Setting the stage: objects & notation

Let \(\mathcal{X}\times \mathcal{Y}\) be the data space split along an input-label axis. The hypothesis class is a collection of functions \(f \in \mathcal{F}\) \[f : \mathcal{X}\times \Theta \to \mathcal{Y}.\] For example, the hypothesis class could be a neural network with \(P\) weights (and biases), then \(\Theta = \mathbb{R}^P\) and \(f(\mathbf{\boldsymbol{x}}, \mathbf{\boldsymbol{\theta}})\) would be the function defined by the network.

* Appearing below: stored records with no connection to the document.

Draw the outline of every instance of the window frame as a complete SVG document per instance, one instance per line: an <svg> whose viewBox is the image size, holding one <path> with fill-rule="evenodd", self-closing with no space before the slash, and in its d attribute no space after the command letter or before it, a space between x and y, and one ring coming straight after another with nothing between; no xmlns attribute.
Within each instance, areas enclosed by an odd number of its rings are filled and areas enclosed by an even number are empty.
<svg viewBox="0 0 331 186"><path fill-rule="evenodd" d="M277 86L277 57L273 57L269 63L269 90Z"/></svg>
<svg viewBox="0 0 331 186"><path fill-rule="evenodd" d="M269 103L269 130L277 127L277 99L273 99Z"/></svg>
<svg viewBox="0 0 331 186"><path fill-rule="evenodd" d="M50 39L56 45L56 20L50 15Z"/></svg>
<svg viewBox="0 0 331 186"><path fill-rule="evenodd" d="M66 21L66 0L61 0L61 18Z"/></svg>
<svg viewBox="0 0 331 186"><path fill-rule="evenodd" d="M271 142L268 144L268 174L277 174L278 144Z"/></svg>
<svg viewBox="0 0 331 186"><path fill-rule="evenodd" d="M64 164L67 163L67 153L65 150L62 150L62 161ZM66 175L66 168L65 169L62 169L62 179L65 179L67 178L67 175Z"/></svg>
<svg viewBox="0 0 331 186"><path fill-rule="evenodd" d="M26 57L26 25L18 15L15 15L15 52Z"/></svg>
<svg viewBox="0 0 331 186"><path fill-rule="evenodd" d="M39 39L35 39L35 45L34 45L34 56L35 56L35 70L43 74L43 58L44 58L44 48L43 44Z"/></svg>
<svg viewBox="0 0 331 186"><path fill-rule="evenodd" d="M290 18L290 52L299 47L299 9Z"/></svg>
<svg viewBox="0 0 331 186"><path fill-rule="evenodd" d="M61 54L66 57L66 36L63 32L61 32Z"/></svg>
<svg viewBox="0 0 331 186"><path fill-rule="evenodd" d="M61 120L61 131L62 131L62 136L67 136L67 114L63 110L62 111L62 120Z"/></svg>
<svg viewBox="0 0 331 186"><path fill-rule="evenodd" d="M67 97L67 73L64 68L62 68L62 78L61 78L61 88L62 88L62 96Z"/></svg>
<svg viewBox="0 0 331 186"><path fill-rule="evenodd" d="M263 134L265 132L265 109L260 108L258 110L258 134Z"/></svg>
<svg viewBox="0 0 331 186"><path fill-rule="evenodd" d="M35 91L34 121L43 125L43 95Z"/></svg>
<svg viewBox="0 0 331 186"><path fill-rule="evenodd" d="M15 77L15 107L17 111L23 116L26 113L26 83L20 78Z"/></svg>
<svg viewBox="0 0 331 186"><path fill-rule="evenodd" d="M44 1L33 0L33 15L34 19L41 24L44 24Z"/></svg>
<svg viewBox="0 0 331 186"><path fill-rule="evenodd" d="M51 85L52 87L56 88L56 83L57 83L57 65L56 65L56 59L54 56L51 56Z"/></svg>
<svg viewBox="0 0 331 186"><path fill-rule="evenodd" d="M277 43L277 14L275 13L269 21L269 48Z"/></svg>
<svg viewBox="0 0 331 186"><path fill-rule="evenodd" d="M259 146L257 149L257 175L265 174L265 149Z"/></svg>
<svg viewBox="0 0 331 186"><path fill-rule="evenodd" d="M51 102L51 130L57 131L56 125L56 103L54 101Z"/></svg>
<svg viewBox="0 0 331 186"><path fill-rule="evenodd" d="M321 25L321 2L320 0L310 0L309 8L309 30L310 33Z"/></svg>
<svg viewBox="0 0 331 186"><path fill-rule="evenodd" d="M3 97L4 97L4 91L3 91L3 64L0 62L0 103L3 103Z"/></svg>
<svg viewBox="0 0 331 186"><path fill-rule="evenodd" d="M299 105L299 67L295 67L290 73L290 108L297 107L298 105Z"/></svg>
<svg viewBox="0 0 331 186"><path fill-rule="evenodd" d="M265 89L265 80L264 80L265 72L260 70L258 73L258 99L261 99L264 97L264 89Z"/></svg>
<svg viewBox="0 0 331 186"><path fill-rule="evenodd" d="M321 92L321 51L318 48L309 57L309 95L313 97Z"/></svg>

A solution to the supervised learning problem could be a \(\mathbf{\boldsymbol{\theta}}^*\) (a set of parameters) such that \[f(\mathbf{\boldsymbol{x}}_i, \mathbf{\boldsymbol{\theta}}^*) \approx y_i\] for all given (training) data points \(\{(\mathbf{\boldsymbol{x}}_i, y_i)\}_{i = 1}^N \subseteq \mathcal{X}\times \mathcal{Y}\). The whole of machine learning enterprise rests on the assumption, or rather observation that \(f\) also predicts the label for yet unseen data; i.e. \(f(\mathbf{\boldsymbol{x}}_{\text{new}}, \mathbf{\boldsymbol{\theta}}^*) \approx y_{\text{new}}\) for yet unseen data \((\mathbf{\boldsymbol{x}}_{\text{new}}, y_{\text{new}})\) assumed to come from the same distribution as the training data in \(\mathcal{X}\times \mathcal{Y}\). Whether this is possible heavily depends on the hypothesis class \(\mathcal{F}\). Those functions describable by a neural network and easily discoverable by the common gradient based algorithms have proven to work well for distributions of data we have collected and thrown at these machine learning models.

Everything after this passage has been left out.